Miss Marina was dozing on one side of the drawing-room fire when they came in, and Geoffrey Hildred sat reading
The Times
on the other. However warm the day was, Miss Marina liked a fire in the evening. She sat with a cushion behind her shoulders and her feet on a little round stool which had been worked in cross-stitch by Guy Raimond's grandmother about sixty-five years before. The pattern was one of green leaves and fat red roses on a black ground, but the colours were now very pleasantly faded, and no longer contrasted as harshly with the bright yellow maple of the frame as they must have done when they were new. Miss Marina's auburn front was slightly crooked and her mouth a little open. Her knitting was on her lap, but as she had dropped no stitches, it was fairly certain that she had not been trying to knit.

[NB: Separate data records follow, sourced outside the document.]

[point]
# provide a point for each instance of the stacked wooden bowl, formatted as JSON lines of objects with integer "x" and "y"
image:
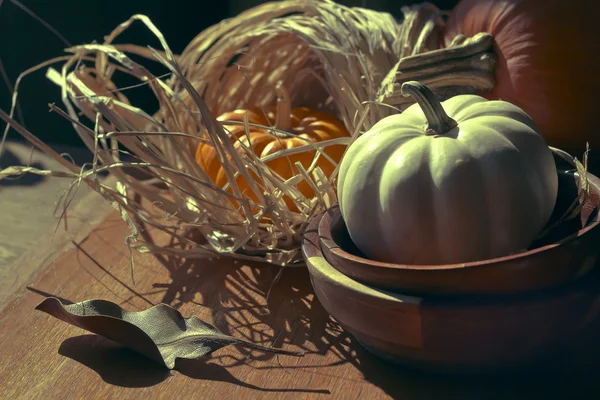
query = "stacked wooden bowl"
{"x": 499, "y": 313}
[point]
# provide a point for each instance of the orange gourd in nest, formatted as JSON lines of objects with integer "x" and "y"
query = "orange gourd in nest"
{"x": 547, "y": 61}
{"x": 306, "y": 126}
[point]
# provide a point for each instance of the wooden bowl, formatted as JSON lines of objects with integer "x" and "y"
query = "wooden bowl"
{"x": 453, "y": 333}
{"x": 567, "y": 253}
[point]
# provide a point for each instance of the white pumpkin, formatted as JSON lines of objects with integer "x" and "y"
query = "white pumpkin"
{"x": 463, "y": 180}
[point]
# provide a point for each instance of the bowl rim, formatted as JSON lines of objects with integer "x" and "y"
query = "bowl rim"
{"x": 326, "y": 240}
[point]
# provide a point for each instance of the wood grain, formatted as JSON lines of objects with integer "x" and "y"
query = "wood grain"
{"x": 46, "y": 358}
{"x": 31, "y": 234}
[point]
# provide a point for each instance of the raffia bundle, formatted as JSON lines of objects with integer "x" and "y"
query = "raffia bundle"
{"x": 346, "y": 61}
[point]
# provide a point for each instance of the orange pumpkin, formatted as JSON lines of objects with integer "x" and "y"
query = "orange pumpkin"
{"x": 306, "y": 125}
{"x": 547, "y": 52}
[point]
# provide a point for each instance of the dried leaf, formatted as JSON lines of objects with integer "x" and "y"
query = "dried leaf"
{"x": 160, "y": 332}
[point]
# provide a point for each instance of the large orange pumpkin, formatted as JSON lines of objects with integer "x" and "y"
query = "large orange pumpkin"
{"x": 306, "y": 125}
{"x": 547, "y": 56}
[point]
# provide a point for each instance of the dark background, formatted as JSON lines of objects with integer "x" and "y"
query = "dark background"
{"x": 24, "y": 42}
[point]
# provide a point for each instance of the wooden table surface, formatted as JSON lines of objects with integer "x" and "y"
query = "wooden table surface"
{"x": 43, "y": 357}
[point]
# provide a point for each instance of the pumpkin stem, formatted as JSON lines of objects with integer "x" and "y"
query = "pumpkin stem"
{"x": 439, "y": 122}
{"x": 283, "y": 120}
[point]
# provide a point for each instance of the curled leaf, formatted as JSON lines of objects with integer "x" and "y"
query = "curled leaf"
{"x": 160, "y": 332}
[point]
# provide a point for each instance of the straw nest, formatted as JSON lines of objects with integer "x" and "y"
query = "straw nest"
{"x": 346, "y": 61}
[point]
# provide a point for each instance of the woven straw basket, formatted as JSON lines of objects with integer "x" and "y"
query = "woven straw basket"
{"x": 346, "y": 61}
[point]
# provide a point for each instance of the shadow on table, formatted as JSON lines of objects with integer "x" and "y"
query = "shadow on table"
{"x": 291, "y": 302}
{"x": 263, "y": 306}
{"x": 115, "y": 364}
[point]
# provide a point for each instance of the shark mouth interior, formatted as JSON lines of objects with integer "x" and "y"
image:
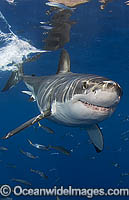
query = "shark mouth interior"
{"x": 95, "y": 107}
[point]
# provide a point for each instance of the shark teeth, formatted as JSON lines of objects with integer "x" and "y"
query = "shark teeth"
{"x": 94, "y": 107}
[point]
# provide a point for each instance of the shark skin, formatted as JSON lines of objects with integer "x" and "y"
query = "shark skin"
{"x": 71, "y": 99}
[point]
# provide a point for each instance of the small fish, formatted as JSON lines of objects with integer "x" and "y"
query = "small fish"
{"x": 10, "y": 165}
{"x": 58, "y": 5}
{"x": 124, "y": 174}
{"x": 39, "y": 146}
{"x": 116, "y": 165}
{"x": 61, "y": 149}
{"x": 43, "y": 175}
{"x": 29, "y": 155}
{"x": 43, "y": 22}
{"x": 3, "y": 149}
{"x": 10, "y": 1}
{"x": 47, "y": 27}
{"x": 53, "y": 169}
{"x": 48, "y": 130}
{"x": 55, "y": 153}
{"x": 21, "y": 181}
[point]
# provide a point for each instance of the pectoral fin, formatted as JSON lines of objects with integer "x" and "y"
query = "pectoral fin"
{"x": 27, "y": 124}
{"x": 96, "y": 137}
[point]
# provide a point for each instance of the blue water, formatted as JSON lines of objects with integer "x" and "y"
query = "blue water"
{"x": 99, "y": 44}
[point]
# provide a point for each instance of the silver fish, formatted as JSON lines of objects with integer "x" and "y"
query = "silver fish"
{"x": 29, "y": 155}
{"x": 39, "y": 146}
{"x": 21, "y": 181}
{"x": 42, "y": 174}
{"x": 49, "y": 130}
{"x": 60, "y": 149}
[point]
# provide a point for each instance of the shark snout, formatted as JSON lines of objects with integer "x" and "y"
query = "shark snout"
{"x": 115, "y": 86}
{"x": 119, "y": 90}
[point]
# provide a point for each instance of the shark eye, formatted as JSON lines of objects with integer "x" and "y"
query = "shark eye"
{"x": 84, "y": 85}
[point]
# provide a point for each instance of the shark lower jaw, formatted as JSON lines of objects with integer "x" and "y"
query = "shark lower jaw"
{"x": 96, "y": 107}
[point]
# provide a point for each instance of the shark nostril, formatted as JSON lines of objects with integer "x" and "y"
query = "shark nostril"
{"x": 119, "y": 90}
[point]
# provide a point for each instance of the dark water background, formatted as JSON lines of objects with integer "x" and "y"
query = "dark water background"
{"x": 99, "y": 44}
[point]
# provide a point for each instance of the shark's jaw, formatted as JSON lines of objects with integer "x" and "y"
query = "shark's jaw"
{"x": 86, "y": 109}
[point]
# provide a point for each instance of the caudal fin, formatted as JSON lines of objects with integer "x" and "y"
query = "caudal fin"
{"x": 15, "y": 78}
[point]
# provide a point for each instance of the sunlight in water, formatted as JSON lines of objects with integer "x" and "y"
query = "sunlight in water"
{"x": 13, "y": 50}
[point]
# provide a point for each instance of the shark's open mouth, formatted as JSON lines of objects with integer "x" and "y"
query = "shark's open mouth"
{"x": 95, "y": 107}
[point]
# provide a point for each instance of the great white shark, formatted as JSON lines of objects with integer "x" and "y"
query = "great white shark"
{"x": 71, "y": 99}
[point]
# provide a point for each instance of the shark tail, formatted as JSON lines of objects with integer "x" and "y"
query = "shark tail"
{"x": 15, "y": 78}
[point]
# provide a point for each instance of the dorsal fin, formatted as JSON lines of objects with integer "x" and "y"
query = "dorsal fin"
{"x": 64, "y": 62}
{"x": 33, "y": 82}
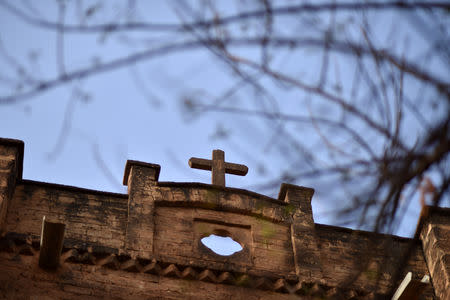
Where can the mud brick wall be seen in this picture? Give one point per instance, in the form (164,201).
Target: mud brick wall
(367,260)
(11,157)
(147,243)
(91,218)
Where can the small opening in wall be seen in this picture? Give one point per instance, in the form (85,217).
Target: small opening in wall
(221,245)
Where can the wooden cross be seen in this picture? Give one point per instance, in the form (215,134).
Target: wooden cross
(218,166)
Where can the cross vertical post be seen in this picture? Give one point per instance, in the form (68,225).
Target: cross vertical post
(218,167)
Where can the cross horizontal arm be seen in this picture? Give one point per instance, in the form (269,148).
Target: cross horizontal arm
(236,169)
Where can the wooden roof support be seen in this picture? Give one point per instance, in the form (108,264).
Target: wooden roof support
(411,289)
(52,238)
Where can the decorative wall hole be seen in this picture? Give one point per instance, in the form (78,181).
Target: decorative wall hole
(221,245)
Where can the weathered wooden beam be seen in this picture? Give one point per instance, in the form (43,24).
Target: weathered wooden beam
(411,289)
(52,238)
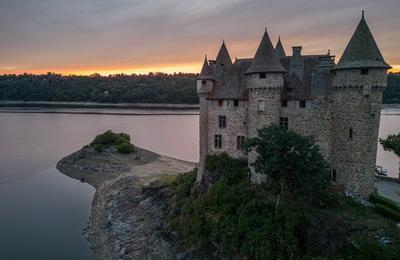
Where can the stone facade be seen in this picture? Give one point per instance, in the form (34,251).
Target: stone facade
(338,105)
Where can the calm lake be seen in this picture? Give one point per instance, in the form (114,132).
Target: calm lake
(42,212)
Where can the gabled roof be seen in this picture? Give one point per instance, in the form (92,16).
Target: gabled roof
(279,50)
(223,56)
(362,50)
(206,70)
(233,83)
(265,59)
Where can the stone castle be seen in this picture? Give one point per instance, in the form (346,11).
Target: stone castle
(338,104)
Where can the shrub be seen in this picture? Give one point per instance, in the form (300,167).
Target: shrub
(387,212)
(378,199)
(233,170)
(125,148)
(109,138)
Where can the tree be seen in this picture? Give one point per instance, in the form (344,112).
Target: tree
(292,162)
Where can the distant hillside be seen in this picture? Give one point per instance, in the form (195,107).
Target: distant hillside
(154,88)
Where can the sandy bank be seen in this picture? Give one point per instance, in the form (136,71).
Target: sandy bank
(129,212)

Geoffrey Hildred turned round with a smile as they came in.

“You got tired of your game very soon,” he said, and at the sound of his voice Miss Marina woke up with a start.

“It's raining,” said Sarah. It was a stupid thing to say, but she said it because she couldn't think of anything else.

Miss Marina blinked a little.

“Raining? Then I must insist that you change your shoes—I must insist that everybody changes.”

Her knitting slid off her lap on to the white woolly hearth-rug, and as she stooped to pick it up again, her attention veered to her cousin. He had one foot firmly planted on the white curling wool, and the other crossed upon his knee. It was upon the sole of this foot that Miss Marina gazed with some concern.

“But, my dear Geoffrey, your feet are damp too. Was it raining when you came in? And you have not changed!”

Geoffrey Hildred had been holding
The Times
with both hands. He let the paper slide to the ground and leaned forward to touch the sole of his shoe.

“Nothing to change for,” he said. “No, it was fine enough when I came in. I looked out five minutes ago with the idea of taking a stroll, but it was drizzling, so I went no farther.”

Miss Marina began to tell a horrifying anecdote illustrating the fearful consequences of sitting in wet shoes. Lucilla sat down on the hearth beside her, and presently took her hand and kissed it.

“Darling, what adventurous lives you had in the nineteenth century—too thrilling, really! Think of the risks if you didn't change your shoes, and wear chest protectors, and respirators, and flannel next the skin! Life must have been one long exciting struggle not to catch cold.
Now
we wear next to nothing, and don't bother about our feet at all. So dull of us—isn't it?”